In the past I wanted to be a “good patient” and not bother the nurses. I didn’t want to be demanding or complain but it meant I wasn’t giving them the opportunity to understand my needs. It’s so important to speak up and explain your needs, and if they aren’t being met, ask for explanations why.

You deserve proper care and if you are left in pain or your treatment isn’t being delivered then your recovery will be longer, you’re more likely to experience complications and it can have such a negative affect on your mental health.

After 6 days, I was off the epidural, my drains and catheter were removed, stoma working and off all meds apart from pain relief and so they asked if I’d like to go home. I jumped at the chance! I hate being in hospital and I know I recover better in my own bed.

It’s been a tough week at home helped along by lots of pain killers and the love of Timm, the kids and the doggies but I’m so glad to be here. I’m still very emotional and tearful and it’s only been the past few days where I have felt more like myself and up to visitors.

My stoma is working well, my old stoma site is still open and being packed daily to heal from the inside out and my 48(!) staples have been removed!
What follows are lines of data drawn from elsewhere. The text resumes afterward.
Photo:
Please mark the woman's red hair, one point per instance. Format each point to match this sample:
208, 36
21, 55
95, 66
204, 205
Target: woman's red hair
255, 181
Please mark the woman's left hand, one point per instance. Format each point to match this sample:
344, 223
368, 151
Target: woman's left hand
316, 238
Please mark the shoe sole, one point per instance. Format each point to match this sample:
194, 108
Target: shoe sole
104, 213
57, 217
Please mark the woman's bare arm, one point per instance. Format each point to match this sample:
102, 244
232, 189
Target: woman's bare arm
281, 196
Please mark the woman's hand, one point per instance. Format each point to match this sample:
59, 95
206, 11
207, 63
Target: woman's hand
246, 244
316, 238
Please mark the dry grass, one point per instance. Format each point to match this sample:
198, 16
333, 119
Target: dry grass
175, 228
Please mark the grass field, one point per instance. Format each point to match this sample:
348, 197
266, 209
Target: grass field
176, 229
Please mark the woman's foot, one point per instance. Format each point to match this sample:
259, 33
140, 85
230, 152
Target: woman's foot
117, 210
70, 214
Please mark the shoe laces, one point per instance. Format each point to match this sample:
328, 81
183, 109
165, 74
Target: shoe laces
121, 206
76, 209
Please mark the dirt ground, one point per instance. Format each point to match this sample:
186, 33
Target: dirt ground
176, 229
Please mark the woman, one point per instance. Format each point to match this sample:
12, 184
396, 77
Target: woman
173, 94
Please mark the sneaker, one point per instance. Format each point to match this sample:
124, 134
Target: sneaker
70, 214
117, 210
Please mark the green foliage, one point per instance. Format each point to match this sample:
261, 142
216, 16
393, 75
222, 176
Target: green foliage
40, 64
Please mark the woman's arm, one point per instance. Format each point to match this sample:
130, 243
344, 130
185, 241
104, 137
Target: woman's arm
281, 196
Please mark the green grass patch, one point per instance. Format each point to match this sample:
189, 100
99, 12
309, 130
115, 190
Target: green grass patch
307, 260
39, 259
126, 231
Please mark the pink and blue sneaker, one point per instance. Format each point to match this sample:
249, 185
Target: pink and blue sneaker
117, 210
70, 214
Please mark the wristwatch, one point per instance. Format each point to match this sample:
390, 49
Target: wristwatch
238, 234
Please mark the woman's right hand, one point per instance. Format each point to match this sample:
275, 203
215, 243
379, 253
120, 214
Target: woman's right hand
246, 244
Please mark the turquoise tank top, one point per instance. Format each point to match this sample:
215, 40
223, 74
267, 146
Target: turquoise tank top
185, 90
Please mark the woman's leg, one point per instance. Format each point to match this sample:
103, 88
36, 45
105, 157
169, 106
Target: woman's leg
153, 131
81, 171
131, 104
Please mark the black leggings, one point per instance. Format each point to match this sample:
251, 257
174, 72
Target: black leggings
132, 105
We have been overwhelmed by the lovely messages of support. Though I haven’t replied to every one, I have read them all and thank you so much!

A huge thank you too to our amazing friends who have been so lovely and been cooking for us, helping out and just being there for all of us. And thank you to my aunty Jenni for the most amazing hamper!

It’s been tough as we havent got a lot of family support. My sister lives in Australia and though she is always there to chat, especially through the night when everyone here is asleep, she’s not here to hug or to visit and Timm’s sister and dad live in Lanzarote. But family doesn’t mean blood, family are those who are there for you and love you and so in that case, we are very lucky.

My recovery is going well but I’m still very very tired. I’ve been told to try and walk a little every day and yesterday we went to the shops for an hour, I then slept all afternoon! We also had a trip out at the weekend to collect our new campervan so I’m very excited for that!

As I said, I’m still quite fragile emotionally, very tearful and very tired. I’m really pleased with my progress but I still have a long way to go.

I just hope and pray that this will be the last ever surgery as I really don’t think I can go through this ever again!